Learning the language of the world to come! This is such a fantastic message and really captures what I wish I could say about the New Earth future breaking into our present lives here. What a great joy and hope as we deal with the struggles of life today! http://elkgrovebiblechurch.org/media.php?pageID=5

“It is Finished” ~ The New Humanity

Pastor Jon Mroos of Elk Grove Bible Church (www.elkgrovebiblechurch.org) shares an extraordinary insight into Christ’s final words:
” “Finished.” “Accomplished.” “Completed.” Jesus’ last words sum it all up. These words from John 19:30 have layers of meaning, each one displaying the fulfillment of God’s rescue of His creation which He loves so dearly. What did Jesus mean when he cried out, “It is finished” and how does this impact us today?
Part of its meaning is no doubt a picture of a debt of death that humanity owed God’s justice. Much like writing, “Paid off!” when a car is finally paid in full and you are released from the debt, Jesus Christ released us from our sin debt by declaring that God’s justice had been satisfied through the propitiation of the cross. But I believe there is another layer to these words that help us to see just how amazing God’s plan of rescue truly was.
When God the Creator made this amazing world, He finished it on the sixth day. He completed his work. On the seventh day after God had finished His creation, He rested and enjoyed fellowship with it. At the center of it all were humans that He loved. That creation was ruined under the weight of the fall and God’s justice. It was no longer finished in splendor. It was wrecked in sin and fellowship was wasted away. God could not rest in pleasure and fellowship with the creation that He so loved. How would God work this mess out? Through the promise given to Eve, that God would create a new creation in the middle of an already broken creation. A new humanity would break into the broken humanity as a type of second creation account.
When Jesus Christ said, “It is finished” he was speaking a creation language. Just as the Genesis creation story ended in triumph as God created a new humanity on the sixth day, so Jesus’ sacrifice on the cross likewise created a new humanity. God rested from His great work of creation on the seventh day enjoying His creation, and Jesus Christ on the seventh day, rested in the tomb. Jesus Christ rested from his completed labor of creating a new humanity just as God rested on the seventh day when he completed the first humanity.
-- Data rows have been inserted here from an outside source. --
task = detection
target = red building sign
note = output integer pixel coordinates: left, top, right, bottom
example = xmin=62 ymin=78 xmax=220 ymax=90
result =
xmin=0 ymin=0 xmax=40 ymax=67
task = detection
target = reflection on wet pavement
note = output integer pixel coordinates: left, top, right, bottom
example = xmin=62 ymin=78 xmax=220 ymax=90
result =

This new creation, this new people that Christ created on the cross is the church. We are a new creation, a second Genesis account in the midst of the original creation, which has been so badly shattered. The finished work of the cross is how God came into our chaos to be there with us in the middle of it and to create something new on the cross. This is where it was all going; this is what it was all about. We are a second creation created in Christ Jesus to put on display a true humanity. We are to live in such a way as to reflect the character of God back into a badly shattered creation showing that there is a new hope for the world. That impacts my motives and decisions every day. That shapes the way I live in this world.”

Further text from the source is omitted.